L’innovation joue aussi son rôle. En France, la filiale du transport maritime à voile s’avère particulièrement proactive. Windcoop, TransOceanic Wind Transport et VELA ont déjà pour objectif de révolutionner les porte-conteneurs pour limiter la pollution des océans alors que le secteur du fret maritime pourrait atteindre 17% des émissions mondiales de CO2 à horizon 2050.² Soutenu par l’UNESCO et l’Organisation Météorologique Mondiale, Blue Observer est une plateforme scientifique dont le but est de stimuler l’innovation autour de la protection des océans tout en sensibilisant à de nouveaux usages, en organisant des expéditions scientifiques d’envergure par voilier. Cette année, la mission portant sur l’océanographie physique, la microbiologie, l’étude des polluants et l'observation de faune s’effectuera dans les eaux de l’océan Indien.


Solidarité internationale


« Sans multilatérialisme, personne ne pourra résoudre la problématique des océans » estime Ngozi Okonjo-Iweala, Directrice générale de l'Organisation mondiale du commerce.³ Une nécessité bien intégrée par les acteurs qui se coalisent pour contribuer à l’établissement de nouveaux cycles vertueux dans des espaces naturels où les espèces ne connaissent pas de frontières. Formée en juin dernier à l’initiative du Chili, la « coalition pour la protection des océans » réunit neufs Etats riverains du Pacifique sur le continent américain. Cette entente devrait aboutir à la création de nouvelles zones maritimes protégées au Canada et au Chili. De telles aires de préservation de la biodiversité tendent à s’étendre, alors qu’elles constituent aujourd’hui plus de 6% de la surface des océans, soit dix fois plus qu’en 2000. À l’occasion de la conférence mondiale Our Ocean tenue en mars dernier au Panama, près de 19 milliards de dollars ont été promis pour accélérer cette protection. Pour sa part l’Union européenne s’est engagée à dédier 816 millions d’euros de son budget à la protection des océans.
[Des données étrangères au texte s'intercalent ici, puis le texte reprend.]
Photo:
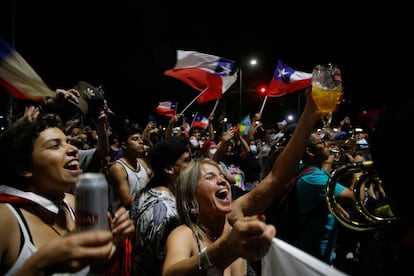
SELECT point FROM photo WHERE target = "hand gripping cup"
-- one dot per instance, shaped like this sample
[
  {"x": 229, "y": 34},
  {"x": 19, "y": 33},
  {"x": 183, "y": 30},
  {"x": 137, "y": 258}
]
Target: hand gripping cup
[{"x": 91, "y": 202}]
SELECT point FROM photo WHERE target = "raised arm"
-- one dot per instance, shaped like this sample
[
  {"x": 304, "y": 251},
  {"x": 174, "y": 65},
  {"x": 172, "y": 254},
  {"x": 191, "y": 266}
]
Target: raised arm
[{"x": 271, "y": 187}]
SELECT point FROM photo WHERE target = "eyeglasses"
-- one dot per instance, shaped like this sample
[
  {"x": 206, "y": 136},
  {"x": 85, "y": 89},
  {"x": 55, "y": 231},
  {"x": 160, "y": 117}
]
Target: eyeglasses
[{"x": 320, "y": 142}]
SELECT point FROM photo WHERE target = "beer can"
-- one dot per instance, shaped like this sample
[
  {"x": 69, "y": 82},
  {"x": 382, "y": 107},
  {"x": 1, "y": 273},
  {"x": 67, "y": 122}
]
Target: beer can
[{"x": 91, "y": 202}]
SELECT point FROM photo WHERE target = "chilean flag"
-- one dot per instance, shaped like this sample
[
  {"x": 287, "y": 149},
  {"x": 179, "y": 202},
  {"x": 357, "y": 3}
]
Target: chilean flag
[
  {"x": 209, "y": 74},
  {"x": 200, "y": 121},
  {"x": 287, "y": 80},
  {"x": 166, "y": 108},
  {"x": 18, "y": 77}
]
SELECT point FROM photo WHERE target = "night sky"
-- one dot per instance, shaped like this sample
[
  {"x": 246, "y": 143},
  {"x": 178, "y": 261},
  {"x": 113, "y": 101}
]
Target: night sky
[{"x": 125, "y": 46}]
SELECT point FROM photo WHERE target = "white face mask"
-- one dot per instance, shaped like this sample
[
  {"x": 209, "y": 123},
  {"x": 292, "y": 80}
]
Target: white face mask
[
  {"x": 194, "y": 142},
  {"x": 211, "y": 152},
  {"x": 253, "y": 148}
]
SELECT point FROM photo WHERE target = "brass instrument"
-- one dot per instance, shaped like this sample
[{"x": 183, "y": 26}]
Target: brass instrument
[{"x": 372, "y": 207}]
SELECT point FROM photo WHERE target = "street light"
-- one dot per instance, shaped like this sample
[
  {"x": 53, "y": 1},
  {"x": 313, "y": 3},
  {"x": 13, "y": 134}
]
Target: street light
[{"x": 252, "y": 63}]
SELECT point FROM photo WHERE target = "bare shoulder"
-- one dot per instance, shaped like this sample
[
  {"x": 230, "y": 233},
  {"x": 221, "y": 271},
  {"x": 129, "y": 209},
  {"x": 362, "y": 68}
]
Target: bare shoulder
[
  {"x": 181, "y": 232},
  {"x": 9, "y": 243}
]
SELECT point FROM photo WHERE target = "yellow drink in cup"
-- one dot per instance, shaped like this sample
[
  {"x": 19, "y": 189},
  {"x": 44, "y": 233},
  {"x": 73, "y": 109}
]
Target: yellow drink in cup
[
  {"x": 326, "y": 99},
  {"x": 326, "y": 91}
]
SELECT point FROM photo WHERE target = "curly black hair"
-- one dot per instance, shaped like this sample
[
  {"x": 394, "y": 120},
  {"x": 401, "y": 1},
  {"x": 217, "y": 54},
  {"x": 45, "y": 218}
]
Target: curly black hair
[{"x": 16, "y": 146}]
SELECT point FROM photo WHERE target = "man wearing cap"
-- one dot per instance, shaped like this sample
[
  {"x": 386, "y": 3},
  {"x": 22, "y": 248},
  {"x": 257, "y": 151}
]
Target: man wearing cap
[{"x": 154, "y": 212}]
Historique terrain d’entente


C’est le 5 mars dernier que les Etats-membres de l’ONU se sont concertés pour donner naissance au tant attendu accord sur la haute mer, près de deux décennies après le début des négociations. Inespéré pour certains, le traité à venir donnera une matière concrète à l’accord de Kunming adopté à la COP15 Biodiversité de décembre dernier, visant 30% d’espaces naturels préservés d’ici 2030. 64% de la surface totale des océans changeront désormais de statut et devront faire l’objet d’une protection d’une nouvelle ampleur. « Le navire a atteint le rivage » concluait Rena Lee, présidente de la conférence le 5 mars, tandis que les Etats semblent se tourner collectivement vers une gestion commune des océans. Désormais sont attendues des mesures conséquentes : création d’aires protégées en haute mer, obligation d’évaluation de l’impact environnemental des activités dans ces espaces par chaque Etat ou encore partage des découvertes dans les océans.
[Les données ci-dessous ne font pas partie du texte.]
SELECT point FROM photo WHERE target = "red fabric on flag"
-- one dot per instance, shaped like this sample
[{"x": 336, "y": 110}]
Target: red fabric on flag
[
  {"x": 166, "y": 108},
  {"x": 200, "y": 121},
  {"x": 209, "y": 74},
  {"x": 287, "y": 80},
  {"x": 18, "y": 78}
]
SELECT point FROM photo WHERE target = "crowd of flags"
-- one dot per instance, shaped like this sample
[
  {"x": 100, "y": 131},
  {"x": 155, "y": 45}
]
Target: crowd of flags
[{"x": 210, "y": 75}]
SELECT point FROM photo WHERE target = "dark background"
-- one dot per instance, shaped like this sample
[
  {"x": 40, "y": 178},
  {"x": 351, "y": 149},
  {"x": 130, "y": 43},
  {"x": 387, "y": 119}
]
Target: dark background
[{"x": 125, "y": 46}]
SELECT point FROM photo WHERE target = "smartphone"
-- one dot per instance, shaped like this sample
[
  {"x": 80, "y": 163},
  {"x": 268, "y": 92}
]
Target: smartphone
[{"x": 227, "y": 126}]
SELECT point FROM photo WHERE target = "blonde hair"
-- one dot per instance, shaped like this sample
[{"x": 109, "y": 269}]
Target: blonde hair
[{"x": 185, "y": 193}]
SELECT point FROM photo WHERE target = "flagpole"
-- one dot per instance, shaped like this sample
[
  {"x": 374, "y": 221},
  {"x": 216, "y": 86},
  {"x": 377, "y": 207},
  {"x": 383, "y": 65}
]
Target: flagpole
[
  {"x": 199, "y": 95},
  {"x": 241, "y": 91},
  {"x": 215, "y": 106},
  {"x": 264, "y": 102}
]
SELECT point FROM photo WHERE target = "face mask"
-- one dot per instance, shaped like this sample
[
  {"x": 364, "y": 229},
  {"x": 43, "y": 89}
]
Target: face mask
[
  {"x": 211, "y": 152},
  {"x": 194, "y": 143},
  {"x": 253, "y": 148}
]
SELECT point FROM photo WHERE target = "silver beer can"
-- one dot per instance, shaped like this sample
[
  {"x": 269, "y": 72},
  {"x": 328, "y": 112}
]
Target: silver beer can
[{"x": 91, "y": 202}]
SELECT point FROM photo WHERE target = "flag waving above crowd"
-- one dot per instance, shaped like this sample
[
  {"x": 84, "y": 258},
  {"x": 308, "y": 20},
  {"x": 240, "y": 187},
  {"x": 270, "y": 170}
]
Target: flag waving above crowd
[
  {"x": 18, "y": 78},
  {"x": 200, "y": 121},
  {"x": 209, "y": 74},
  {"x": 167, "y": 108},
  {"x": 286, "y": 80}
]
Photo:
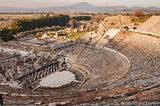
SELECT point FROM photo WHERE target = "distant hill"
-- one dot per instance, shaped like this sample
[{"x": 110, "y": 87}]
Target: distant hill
[{"x": 79, "y": 7}]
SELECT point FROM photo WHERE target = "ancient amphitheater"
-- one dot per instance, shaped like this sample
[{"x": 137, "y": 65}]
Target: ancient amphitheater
[{"x": 111, "y": 69}]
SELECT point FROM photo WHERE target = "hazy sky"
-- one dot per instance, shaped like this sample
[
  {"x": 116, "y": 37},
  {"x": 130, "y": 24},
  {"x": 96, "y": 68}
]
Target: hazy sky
[{"x": 54, "y": 3}]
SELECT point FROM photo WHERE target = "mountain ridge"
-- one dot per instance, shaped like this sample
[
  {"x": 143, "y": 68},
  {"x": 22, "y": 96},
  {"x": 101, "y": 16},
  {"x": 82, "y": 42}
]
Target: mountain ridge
[{"x": 79, "y": 7}]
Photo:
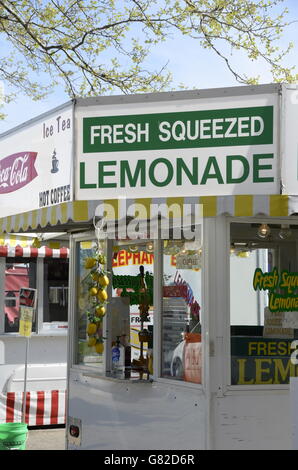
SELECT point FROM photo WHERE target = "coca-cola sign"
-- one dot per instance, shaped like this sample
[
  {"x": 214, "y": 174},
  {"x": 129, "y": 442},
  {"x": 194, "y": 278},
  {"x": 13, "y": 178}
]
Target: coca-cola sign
[{"x": 16, "y": 171}]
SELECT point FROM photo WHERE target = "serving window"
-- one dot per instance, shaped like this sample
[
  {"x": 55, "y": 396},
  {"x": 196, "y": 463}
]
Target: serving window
[
  {"x": 263, "y": 302},
  {"x": 19, "y": 272},
  {"x": 181, "y": 311}
]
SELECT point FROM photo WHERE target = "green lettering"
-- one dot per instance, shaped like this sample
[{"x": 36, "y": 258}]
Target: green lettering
[
  {"x": 257, "y": 167},
  {"x": 245, "y": 173},
  {"x": 102, "y": 174},
  {"x": 84, "y": 185},
  {"x": 140, "y": 171},
  {"x": 169, "y": 168},
  {"x": 208, "y": 175},
  {"x": 192, "y": 176}
]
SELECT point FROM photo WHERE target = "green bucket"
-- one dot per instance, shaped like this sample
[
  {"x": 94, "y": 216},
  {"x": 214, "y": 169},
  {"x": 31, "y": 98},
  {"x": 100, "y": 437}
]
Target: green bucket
[{"x": 13, "y": 436}]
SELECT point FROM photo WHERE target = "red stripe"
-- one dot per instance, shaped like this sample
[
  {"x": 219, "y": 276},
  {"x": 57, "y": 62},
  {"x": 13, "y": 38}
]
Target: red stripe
[
  {"x": 48, "y": 252},
  {"x": 3, "y": 250},
  {"x": 33, "y": 252},
  {"x": 10, "y": 400},
  {"x": 54, "y": 406},
  {"x": 40, "y": 408},
  {"x": 64, "y": 253},
  {"x": 27, "y": 411},
  {"x": 18, "y": 251}
]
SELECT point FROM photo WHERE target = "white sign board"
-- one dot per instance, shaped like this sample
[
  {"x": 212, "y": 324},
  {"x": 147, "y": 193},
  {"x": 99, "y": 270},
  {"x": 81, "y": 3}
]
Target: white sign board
[
  {"x": 36, "y": 164},
  {"x": 289, "y": 143},
  {"x": 215, "y": 146}
]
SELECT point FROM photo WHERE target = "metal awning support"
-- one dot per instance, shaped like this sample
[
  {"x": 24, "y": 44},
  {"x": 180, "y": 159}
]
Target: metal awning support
[{"x": 79, "y": 214}]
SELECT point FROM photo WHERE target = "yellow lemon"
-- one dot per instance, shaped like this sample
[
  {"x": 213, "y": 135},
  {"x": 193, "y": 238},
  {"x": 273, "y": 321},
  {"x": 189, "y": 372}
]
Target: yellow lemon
[
  {"x": 91, "y": 341},
  {"x": 102, "y": 295},
  {"x": 90, "y": 263},
  {"x": 95, "y": 276},
  {"x": 99, "y": 347},
  {"x": 93, "y": 291},
  {"x": 91, "y": 329},
  {"x": 103, "y": 280},
  {"x": 100, "y": 310}
]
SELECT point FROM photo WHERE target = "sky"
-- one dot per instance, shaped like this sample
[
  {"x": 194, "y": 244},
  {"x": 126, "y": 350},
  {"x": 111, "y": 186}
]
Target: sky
[{"x": 191, "y": 65}]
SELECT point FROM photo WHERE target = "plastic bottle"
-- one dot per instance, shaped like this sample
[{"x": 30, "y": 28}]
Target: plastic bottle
[{"x": 118, "y": 360}]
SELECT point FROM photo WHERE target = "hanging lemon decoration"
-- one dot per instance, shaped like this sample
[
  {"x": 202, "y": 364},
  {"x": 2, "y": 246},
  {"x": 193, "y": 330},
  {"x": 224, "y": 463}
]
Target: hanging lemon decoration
[{"x": 97, "y": 281}]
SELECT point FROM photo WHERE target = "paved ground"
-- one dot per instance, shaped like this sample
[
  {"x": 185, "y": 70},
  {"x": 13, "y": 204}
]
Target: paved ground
[{"x": 46, "y": 439}]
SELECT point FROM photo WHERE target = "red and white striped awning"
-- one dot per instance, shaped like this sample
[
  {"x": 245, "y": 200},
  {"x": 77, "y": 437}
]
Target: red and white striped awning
[{"x": 30, "y": 252}]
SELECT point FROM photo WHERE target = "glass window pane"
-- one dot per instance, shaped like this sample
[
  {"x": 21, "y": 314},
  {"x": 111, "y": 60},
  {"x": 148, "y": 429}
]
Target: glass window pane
[
  {"x": 261, "y": 257},
  {"x": 132, "y": 306},
  {"x": 55, "y": 290},
  {"x": 90, "y": 320},
  {"x": 19, "y": 272},
  {"x": 181, "y": 313}
]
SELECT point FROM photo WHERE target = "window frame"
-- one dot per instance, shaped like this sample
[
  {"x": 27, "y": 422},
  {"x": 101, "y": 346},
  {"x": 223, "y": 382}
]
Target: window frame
[
  {"x": 39, "y": 330},
  {"x": 228, "y": 388},
  {"x": 91, "y": 371}
]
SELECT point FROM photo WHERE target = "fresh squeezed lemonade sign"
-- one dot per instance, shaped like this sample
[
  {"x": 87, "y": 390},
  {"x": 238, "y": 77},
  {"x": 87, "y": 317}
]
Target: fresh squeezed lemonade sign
[{"x": 203, "y": 151}]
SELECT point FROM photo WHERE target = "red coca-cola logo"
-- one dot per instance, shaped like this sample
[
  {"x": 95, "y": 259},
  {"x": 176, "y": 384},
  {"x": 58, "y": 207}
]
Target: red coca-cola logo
[{"x": 16, "y": 171}]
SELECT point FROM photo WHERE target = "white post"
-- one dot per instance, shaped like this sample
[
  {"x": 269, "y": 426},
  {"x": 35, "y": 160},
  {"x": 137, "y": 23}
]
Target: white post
[{"x": 25, "y": 381}]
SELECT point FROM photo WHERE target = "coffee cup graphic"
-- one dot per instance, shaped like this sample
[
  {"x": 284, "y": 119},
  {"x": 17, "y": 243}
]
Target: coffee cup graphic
[{"x": 55, "y": 163}]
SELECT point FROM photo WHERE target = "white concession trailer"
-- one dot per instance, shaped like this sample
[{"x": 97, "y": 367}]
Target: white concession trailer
[{"x": 187, "y": 202}]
Le débat ouvert, ce sont désormais les négociations sur les fonds marins qui concentrent les attentions. La 28e session de l’Autorité internationale des fonds marins (AIFM) s’est ouverte en mars avec une opposition forte à l’exploitation des ressources minières. France, Espagne, Allemagne, Chili ou encore Nouvelle-Zélande comptent parmi les fervents opposants à ces pratiques aux effets irréversibles. « Dans les années 1980, l’Antarctique échappait à l’exploitation minière grâce à un moratoire. Faire de même pour les grands fonds marins, c’est rendre service à l’Humanité. » conclut Sabine Roux de Bézieux, Présidente de la Fondation de la Mer.⁴



¹ « L’océan, notre meilleur allié contre les changements climatiques », Nations Unies, 2022.
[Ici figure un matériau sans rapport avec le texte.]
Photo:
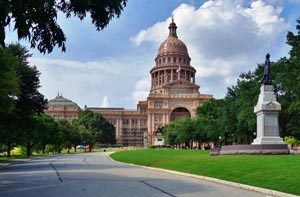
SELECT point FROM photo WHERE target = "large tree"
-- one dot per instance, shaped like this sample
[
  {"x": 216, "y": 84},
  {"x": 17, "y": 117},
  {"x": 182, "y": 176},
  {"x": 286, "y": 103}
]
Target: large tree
[
  {"x": 9, "y": 89},
  {"x": 36, "y": 21},
  {"x": 29, "y": 101}
]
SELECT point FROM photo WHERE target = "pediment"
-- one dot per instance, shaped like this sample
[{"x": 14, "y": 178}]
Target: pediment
[{"x": 181, "y": 83}]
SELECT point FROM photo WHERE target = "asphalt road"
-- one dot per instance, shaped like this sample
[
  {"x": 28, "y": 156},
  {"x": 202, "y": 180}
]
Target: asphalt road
[{"x": 93, "y": 174}]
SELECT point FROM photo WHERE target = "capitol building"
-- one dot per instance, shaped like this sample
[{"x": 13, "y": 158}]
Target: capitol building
[{"x": 173, "y": 95}]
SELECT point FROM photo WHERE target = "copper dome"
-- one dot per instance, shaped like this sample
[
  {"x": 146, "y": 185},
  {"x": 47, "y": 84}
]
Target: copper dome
[{"x": 172, "y": 45}]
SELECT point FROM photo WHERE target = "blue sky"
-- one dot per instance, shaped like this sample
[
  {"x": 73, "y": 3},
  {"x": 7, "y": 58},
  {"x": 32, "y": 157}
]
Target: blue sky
[{"x": 111, "y": 67}]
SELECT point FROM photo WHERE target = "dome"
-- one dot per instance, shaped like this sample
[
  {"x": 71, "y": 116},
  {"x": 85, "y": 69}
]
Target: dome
[
  {"x": 60, "y": 101},
  {"x": 172, "y": 44}
]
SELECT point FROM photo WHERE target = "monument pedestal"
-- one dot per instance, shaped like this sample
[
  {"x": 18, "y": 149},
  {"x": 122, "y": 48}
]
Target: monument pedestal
[
  {"x": 268, "y": 140},
  {"x": 266, "y": 110}
]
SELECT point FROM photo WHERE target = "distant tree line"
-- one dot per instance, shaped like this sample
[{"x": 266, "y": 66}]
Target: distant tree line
[
  {"x": 232, "y": 120},
  {"x": 22, "y": 121}
]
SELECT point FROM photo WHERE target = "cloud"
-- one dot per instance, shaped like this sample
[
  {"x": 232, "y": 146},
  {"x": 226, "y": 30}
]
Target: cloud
[
  {"x": 224, "y": 38},
  {"x": 105, "y": 102},
  {"x": 142, "y": 88}
]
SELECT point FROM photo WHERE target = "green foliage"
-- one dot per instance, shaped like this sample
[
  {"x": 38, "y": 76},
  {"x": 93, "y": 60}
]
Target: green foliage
[
  {"x": 277, "y": 172},
  {"x": 36, "y": 21},
  {"x": 9, "y": 81},
  {"x": 233, "y": 119}
]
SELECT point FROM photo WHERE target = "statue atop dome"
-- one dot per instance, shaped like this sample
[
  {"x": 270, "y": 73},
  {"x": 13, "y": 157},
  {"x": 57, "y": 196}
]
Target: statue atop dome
[{"x": 172, "y": 29}]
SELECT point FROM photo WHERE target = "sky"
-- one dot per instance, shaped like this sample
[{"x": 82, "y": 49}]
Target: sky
[{"x": 110, "y": 68}]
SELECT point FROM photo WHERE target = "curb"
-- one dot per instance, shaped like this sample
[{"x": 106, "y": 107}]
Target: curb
[
  {"x": 12, "y": 162},
  {"x": 215, "y": 180}
]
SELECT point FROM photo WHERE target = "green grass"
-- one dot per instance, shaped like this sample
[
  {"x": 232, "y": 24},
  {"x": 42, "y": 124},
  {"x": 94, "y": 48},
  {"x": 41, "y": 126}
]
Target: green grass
[{"x": 277, "y": 172}]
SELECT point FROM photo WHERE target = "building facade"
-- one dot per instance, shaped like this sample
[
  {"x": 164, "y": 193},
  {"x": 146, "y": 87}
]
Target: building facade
[
  {"x": 173, "y": 95},
  {"x": 61, "y": 108}
]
² DAMGÉ Mathilde. « COP27 : le fret maritime est l’un des plus grands émetteurs de CO2, et il tarde à changer de cap », Le Monde, 11 novembre 2022.

³ « L'économie bleue durable est essentielle pour les petits pays et les populations côtières », Nations Unies, 28 juin 2022.

⁴ « L’avenir des grands fonds marins discuté », Fondation de la mer, 16 mars 2023.